Photo: Kristin Giordano

Under I-705
Title: Wild Wilderness
Artists:  Jennifer Adams, Kristin Giordano, Kenji Stoll

This work comments on the diminishing open spaces in our world and the impact on animal habitat.  In addition, it calls attention to the wild spaces that exist within our urban midst. Peeking from the interesting, dense vegetation near Tacoma Art Museum, a variety of animals that would be hard pressed to co-exist inhabit this newly created environment. Think: mega fauna.

“Ghost Prairie” is Coming to Town

9 Nov

Laser-cut components for "Ghost Prairie." Photo courtesy of Thoughtbarn

The design team of Lucy Begg and Robert Gay (Thoughtbarn) flew in from Austin yesterday to begin assembly of their public art installation, Ghost Prairie, on the Prairie Line Trail. Begg and Gay, with Philadelphia-based urban planner, Todd Bressi, have been charged with creating a public art plan for the highly anticipated walkway/bikeway project now underway. But this week, the artist/architects will be switching laptops for work gloves as they install a light-emitting, 25′ x 4′ sculpture at a site on the University of Washington-Tacoma (UW-T) campus.

A preliminary sketch for "Ghost Prairie." Photo courtesy of Thoughtbarn

Ghost Prairie is one of eight temporary public art projects that will be unveiled on Saturday, Nov. 12, along the half-mile landmark trail, which marks the terminus of the 19th-century Transcontinenal Railroad. The other seven projects are by Tacoma artists and participants in PA:ID (Public Art In Depth), an intensive program created by the City of Tacoma to provide selected professional artists free training and mentorship in how to apply for and advance through the process of creating public art works. Saturday’s demonstration project is “the pilot for a public art program that will enliven the new civic artery,” says Begg. “We’ve been working in tandem with urban planner Todd Bressi, who is devising the public art masterplan for the trail.” The public-art strategy is being developed with support from a planning grant from the National Endowment for the Arts (NEA).

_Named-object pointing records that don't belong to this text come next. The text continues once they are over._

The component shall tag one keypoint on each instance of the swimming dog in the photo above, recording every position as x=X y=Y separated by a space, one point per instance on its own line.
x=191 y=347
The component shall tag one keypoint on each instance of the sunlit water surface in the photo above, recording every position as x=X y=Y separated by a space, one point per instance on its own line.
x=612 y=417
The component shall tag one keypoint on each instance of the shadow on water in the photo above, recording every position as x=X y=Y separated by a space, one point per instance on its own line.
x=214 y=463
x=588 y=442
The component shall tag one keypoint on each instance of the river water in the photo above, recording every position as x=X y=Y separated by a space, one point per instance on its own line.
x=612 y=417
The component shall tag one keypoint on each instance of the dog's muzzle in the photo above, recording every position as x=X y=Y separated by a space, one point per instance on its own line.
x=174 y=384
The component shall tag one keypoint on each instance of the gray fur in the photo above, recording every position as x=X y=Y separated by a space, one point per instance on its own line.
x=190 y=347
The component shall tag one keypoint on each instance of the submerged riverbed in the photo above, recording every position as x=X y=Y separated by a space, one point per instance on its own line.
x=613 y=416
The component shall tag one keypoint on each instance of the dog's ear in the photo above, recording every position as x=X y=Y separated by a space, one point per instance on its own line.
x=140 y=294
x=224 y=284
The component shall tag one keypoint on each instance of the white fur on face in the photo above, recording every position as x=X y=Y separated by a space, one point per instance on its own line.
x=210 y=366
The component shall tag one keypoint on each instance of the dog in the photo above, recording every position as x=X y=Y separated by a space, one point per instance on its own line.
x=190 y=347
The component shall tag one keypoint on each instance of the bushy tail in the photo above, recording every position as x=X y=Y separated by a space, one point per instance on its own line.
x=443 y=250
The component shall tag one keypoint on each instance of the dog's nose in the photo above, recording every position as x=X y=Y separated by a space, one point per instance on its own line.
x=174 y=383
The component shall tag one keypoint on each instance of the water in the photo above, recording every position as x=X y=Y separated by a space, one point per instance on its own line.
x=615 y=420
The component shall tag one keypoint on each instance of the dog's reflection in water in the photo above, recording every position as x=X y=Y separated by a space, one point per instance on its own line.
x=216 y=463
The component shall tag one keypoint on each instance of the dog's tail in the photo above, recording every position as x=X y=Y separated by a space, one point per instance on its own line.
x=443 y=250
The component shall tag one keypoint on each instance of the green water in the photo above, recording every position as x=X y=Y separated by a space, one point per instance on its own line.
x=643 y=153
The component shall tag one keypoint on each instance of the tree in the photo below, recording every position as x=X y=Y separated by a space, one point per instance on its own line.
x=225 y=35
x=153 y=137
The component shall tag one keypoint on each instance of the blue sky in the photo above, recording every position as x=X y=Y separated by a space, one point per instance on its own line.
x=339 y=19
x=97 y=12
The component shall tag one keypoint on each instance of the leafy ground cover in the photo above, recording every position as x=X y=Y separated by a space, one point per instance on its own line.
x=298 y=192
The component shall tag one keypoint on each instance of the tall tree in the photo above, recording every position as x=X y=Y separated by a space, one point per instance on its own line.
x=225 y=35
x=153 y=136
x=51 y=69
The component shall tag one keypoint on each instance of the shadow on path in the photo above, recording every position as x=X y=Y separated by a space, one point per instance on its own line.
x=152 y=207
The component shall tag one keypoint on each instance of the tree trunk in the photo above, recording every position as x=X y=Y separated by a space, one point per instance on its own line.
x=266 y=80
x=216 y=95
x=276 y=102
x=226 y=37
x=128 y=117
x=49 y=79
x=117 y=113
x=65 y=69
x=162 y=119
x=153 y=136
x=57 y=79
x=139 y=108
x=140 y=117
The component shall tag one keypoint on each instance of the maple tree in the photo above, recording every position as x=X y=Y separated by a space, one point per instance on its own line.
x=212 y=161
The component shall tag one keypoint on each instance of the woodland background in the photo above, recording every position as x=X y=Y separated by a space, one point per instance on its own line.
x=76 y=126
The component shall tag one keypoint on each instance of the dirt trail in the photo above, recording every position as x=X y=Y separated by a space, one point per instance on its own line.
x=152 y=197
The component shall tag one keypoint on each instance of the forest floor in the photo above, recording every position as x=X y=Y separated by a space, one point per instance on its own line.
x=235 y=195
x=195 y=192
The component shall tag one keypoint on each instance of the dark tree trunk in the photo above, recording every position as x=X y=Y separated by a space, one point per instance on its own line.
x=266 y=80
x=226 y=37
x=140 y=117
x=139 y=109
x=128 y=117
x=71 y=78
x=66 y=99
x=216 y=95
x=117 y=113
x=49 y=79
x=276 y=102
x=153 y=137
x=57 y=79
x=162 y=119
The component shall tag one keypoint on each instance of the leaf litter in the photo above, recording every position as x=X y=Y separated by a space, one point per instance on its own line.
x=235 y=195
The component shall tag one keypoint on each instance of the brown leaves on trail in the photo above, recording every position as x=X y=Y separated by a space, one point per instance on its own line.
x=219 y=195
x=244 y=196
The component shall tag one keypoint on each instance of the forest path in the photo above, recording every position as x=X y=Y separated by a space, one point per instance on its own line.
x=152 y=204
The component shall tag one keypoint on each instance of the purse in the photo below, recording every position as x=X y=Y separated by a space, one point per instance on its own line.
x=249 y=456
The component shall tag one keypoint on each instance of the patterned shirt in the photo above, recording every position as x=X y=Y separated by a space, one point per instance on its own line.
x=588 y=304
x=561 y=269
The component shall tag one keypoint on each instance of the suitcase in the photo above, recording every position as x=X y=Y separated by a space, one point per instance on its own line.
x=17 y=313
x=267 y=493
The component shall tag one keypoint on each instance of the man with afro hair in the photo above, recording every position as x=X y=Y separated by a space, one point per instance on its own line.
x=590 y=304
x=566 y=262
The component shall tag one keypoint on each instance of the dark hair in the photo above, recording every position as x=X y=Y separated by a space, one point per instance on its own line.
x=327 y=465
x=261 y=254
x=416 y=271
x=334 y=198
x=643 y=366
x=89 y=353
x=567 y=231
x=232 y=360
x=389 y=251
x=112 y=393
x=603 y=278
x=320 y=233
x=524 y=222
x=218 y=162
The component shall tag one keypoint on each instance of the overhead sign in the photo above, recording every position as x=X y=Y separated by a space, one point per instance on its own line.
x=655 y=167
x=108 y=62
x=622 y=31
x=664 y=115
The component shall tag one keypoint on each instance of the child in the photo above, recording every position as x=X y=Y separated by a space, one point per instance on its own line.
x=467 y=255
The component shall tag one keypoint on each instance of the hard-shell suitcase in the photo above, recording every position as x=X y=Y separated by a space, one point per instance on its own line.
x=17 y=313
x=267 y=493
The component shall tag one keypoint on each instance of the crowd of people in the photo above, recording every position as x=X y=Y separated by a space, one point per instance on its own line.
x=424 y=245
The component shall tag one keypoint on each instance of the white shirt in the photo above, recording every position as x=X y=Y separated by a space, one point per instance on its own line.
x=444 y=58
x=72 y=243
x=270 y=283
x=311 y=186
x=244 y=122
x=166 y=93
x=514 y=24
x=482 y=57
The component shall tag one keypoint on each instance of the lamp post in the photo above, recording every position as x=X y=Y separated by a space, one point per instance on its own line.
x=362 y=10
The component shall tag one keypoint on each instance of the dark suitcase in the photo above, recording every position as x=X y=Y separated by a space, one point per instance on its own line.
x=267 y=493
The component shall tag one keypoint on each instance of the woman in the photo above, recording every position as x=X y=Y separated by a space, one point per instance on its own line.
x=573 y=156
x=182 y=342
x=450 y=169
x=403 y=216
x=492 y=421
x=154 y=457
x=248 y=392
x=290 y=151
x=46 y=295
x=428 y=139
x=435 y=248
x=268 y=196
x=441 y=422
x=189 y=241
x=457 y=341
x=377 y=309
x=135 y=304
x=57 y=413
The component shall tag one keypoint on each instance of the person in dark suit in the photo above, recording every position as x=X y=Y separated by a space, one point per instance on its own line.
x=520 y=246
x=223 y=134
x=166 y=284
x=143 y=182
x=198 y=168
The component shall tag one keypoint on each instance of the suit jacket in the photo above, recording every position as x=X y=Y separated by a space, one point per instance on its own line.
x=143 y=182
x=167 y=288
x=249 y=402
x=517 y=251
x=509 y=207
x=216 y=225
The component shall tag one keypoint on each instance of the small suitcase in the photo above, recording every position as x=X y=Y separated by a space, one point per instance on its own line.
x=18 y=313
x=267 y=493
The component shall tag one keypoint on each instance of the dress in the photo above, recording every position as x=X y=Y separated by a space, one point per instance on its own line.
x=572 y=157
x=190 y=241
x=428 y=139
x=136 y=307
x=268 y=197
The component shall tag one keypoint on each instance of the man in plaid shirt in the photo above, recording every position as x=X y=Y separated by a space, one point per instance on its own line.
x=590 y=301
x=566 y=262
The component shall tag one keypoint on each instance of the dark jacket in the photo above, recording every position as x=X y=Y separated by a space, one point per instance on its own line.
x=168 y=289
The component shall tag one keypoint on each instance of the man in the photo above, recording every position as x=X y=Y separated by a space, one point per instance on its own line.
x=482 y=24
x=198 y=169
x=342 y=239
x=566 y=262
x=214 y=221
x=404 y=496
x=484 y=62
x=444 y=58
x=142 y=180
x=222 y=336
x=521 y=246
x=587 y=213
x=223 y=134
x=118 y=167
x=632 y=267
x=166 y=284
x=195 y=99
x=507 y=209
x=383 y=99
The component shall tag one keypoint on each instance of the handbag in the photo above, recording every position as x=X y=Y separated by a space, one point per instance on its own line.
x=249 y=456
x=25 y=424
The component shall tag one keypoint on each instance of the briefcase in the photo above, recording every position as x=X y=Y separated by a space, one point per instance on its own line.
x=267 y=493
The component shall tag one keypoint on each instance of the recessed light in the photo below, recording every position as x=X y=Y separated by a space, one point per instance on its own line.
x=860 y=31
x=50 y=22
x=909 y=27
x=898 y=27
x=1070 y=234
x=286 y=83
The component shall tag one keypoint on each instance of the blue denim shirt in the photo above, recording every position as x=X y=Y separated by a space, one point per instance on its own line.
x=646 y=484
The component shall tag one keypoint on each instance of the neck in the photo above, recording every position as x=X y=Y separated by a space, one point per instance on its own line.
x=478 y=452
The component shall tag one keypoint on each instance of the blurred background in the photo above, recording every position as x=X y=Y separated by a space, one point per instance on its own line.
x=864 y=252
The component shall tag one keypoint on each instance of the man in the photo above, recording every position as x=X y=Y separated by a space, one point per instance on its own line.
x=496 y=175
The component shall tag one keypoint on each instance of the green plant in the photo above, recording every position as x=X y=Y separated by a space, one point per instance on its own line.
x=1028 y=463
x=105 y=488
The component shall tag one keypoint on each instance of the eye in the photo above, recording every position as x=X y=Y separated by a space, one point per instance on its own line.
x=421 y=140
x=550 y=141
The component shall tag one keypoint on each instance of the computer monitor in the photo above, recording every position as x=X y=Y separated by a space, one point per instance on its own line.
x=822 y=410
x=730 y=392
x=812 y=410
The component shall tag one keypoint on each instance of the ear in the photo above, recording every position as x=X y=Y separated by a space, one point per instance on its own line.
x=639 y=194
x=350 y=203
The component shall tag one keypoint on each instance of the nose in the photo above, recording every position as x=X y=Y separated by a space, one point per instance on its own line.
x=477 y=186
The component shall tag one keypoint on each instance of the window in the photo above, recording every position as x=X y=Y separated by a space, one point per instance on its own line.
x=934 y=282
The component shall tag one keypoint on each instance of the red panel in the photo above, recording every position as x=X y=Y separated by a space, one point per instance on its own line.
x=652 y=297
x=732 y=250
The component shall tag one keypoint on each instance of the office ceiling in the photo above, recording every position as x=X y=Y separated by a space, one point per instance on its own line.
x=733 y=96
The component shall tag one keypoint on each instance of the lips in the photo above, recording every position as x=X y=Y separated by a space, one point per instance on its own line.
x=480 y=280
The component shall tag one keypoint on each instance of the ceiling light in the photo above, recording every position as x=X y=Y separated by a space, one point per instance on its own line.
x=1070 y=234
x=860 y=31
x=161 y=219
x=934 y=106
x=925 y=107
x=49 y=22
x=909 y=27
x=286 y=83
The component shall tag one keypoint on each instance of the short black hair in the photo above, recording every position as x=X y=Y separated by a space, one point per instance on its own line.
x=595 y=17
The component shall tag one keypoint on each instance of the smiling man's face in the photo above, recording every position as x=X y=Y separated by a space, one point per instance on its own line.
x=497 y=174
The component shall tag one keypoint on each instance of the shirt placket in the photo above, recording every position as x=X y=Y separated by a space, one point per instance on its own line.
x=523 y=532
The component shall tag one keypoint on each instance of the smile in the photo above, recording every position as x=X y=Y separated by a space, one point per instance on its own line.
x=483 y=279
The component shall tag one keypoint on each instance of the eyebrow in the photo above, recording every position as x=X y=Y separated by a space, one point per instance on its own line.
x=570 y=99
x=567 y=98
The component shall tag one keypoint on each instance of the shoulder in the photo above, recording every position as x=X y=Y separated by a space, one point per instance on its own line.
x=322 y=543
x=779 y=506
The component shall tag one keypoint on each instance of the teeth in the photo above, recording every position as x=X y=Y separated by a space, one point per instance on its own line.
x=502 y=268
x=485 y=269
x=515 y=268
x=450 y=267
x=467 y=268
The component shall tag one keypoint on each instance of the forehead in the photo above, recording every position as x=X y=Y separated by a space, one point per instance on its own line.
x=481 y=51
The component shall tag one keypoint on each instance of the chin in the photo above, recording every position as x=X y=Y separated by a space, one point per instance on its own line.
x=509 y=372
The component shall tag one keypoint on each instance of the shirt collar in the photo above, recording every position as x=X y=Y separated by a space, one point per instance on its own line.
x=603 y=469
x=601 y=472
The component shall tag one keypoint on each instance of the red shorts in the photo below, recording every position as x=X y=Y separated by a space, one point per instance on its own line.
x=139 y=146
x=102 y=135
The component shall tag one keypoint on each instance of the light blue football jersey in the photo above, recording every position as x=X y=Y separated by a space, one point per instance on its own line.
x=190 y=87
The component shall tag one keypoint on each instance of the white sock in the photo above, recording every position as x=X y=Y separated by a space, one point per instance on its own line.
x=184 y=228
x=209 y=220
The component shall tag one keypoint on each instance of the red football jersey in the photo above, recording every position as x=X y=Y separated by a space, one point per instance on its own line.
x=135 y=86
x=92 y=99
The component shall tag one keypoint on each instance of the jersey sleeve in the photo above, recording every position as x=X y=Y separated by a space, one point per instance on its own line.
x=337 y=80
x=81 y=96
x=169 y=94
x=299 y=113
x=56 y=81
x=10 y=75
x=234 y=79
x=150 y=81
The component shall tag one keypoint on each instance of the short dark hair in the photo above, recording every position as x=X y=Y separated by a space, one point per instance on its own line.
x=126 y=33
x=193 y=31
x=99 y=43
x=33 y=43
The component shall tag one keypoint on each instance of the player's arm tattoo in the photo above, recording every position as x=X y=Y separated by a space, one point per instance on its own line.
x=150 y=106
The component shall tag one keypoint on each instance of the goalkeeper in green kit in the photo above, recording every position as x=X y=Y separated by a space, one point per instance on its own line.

An abstract interpretation of the prairie. Photo courtesy of Thoughtbarn

Guidelines for the eight commissioned works indicate that recycled, reused or reclaimable materials be used in construction. Thoughtbarn’s installation is made from laser-cut, industrial-weight cardboard with long, feathery zip ties, and will be illuminated at night. The enigmatic design, suggesting an insect or a chiton, was inspired by a visit to the Mima Mounds Natural Preserve in Thurston County. The startling natural landscape of undulating, uniform mounds is best described as resembling an upside-down egg carton, multiplied outward, and blanketed in prairie grass.

“Several theories compete for how the mounds came to be,” says Begg. “Earthquakes, erosion, giant gophers…” She and Gay chose the title, Ghost Prairie, in “playful reference to the once-vast prairies in southern Washington that the rail-line crossed to reach Tacoma.” Of 160,000 acres originally managed by Native Americans, she says, only 3% remain today. “We were inspired by both the plight and the poetry of the prairie. Our 25′-long undulating structure will be covered with a field of zip ties, simulating a grass-like effect. The goal of it is to be a tactile, intriguing object. We want it to invite people in to touch it, but also catch eyes from afar.”